In statistics, a **multinomial logistic regression** model, also known as **softmax regression** or **multinomial logit**, is a regression model which generalizes logistic regression by allowing more than two discrete outcomes. That is, it is a model that is used to predict the probabilities of the different possible outcomes of a categorically distributed dependent variable, given a set of independent variables (which may be real-valued, binary-valued, categorical-valued, etc.). The use of the term "multinomial" in the name arises from the common conflation between the categorical and multinomial distributions, as explained in the relevant articles. However, it should be kept in mind that the actual goal of the multinomial logit model is to predict categorical data.

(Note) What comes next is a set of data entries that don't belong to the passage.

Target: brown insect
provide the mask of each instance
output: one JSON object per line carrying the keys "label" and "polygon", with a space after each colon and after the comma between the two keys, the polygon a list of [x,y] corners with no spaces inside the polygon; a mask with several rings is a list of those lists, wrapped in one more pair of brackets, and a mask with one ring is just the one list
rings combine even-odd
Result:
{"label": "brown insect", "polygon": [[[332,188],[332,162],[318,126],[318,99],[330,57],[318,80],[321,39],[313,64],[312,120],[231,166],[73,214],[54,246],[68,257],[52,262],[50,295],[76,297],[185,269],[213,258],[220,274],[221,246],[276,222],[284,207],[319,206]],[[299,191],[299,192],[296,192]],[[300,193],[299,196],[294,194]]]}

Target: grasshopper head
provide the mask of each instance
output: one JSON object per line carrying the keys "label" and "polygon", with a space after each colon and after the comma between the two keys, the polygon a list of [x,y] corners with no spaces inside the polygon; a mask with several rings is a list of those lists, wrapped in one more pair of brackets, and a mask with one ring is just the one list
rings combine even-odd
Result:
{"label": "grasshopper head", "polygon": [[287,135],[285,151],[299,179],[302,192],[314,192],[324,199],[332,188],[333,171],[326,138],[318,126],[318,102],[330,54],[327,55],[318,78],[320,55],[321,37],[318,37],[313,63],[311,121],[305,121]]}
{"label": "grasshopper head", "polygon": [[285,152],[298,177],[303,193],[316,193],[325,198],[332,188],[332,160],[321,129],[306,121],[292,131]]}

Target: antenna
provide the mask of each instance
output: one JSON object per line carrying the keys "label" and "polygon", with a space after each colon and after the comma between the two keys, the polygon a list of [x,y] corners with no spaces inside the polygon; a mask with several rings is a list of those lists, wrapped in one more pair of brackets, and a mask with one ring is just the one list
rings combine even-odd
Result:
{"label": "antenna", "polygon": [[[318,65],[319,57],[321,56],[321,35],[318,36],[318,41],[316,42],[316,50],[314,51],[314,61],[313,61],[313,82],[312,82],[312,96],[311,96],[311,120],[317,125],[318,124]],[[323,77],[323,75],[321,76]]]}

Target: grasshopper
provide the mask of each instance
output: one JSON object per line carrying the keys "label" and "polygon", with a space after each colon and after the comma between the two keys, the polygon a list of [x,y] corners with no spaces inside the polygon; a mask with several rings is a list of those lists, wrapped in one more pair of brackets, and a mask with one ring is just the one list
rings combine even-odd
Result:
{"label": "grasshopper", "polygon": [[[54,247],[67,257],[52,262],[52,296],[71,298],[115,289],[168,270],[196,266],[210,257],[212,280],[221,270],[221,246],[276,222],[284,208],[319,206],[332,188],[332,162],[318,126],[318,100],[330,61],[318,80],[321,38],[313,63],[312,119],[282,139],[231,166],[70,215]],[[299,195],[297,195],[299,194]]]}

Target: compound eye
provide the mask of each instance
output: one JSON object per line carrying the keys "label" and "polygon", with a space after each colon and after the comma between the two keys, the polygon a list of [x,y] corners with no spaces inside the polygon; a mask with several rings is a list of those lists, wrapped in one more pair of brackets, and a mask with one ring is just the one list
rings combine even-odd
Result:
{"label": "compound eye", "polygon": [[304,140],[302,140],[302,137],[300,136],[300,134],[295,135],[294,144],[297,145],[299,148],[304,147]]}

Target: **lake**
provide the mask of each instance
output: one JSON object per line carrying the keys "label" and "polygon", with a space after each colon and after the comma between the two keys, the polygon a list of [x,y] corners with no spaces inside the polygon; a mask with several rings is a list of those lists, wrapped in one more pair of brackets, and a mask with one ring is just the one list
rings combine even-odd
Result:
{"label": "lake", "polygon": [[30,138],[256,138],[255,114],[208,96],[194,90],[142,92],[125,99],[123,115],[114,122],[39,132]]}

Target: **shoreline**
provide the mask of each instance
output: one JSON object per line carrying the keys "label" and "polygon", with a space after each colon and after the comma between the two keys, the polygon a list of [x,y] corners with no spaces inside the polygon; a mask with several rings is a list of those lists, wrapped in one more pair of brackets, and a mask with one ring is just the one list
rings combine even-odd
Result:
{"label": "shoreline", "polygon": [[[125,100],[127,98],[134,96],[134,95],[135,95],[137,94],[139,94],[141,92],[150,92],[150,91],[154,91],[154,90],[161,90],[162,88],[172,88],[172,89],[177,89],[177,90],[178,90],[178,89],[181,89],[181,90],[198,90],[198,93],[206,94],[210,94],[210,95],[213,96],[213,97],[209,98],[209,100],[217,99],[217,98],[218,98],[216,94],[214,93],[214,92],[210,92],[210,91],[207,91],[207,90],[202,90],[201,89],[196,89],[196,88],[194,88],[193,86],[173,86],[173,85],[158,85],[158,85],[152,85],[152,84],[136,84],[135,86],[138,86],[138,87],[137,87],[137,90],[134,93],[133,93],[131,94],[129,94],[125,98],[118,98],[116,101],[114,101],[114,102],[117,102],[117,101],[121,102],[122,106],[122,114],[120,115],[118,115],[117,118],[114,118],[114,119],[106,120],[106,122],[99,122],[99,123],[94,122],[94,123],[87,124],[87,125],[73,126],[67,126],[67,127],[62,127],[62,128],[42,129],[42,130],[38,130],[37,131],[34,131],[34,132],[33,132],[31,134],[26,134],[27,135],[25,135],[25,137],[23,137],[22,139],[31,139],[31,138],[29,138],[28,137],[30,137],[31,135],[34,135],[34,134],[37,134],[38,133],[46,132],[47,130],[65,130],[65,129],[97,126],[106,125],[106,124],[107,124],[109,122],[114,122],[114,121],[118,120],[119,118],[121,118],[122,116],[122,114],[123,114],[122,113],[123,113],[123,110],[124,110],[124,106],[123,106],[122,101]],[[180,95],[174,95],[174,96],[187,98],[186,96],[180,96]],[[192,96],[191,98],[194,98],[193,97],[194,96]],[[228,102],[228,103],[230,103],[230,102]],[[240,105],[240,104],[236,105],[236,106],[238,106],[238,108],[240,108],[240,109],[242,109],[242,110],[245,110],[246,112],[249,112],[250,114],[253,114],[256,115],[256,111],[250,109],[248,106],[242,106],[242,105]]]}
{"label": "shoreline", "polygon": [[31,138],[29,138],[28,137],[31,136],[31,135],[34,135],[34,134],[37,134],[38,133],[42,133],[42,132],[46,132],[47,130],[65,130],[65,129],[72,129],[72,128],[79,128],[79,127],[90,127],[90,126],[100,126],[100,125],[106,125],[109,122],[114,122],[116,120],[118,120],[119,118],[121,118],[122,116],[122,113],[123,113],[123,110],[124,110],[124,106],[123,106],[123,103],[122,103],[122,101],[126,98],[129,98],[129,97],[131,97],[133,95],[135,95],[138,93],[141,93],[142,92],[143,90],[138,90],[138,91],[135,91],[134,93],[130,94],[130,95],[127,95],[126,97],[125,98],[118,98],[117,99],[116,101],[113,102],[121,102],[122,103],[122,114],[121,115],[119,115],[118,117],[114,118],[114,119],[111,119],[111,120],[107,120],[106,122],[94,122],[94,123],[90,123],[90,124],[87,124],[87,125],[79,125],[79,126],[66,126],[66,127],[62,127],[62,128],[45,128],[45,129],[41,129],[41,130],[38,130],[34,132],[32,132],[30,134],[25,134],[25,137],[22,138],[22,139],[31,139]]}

In some fields of machine learning (e.g. natural language processing), when a classifier is implemented using a multinomial logit model, it is commonly known as a **maximum entropy classifier**, **conditional maximum entropy model** or **MaxEnt model** for short. Maximum entropy classifiers are commonly used as alternatives to Naive Bayes classifiers because they do not assume statistical independence of the independent variables (commonly known as *features*) that serve as predictors. However, learning in such a model is slower than for a Naive Bayes classifier, and thus may not be appropriate given a very large number of classes to learn. In particular, learning in a Naive Bayes classifier is a simple matter of counting up the number of cooccurrences of features and classes, while in a maximum entropy classifier the weights, which are typically maximized using maximum a posteriori (MAP) estimation, must be learned using an iterative procedure; see below.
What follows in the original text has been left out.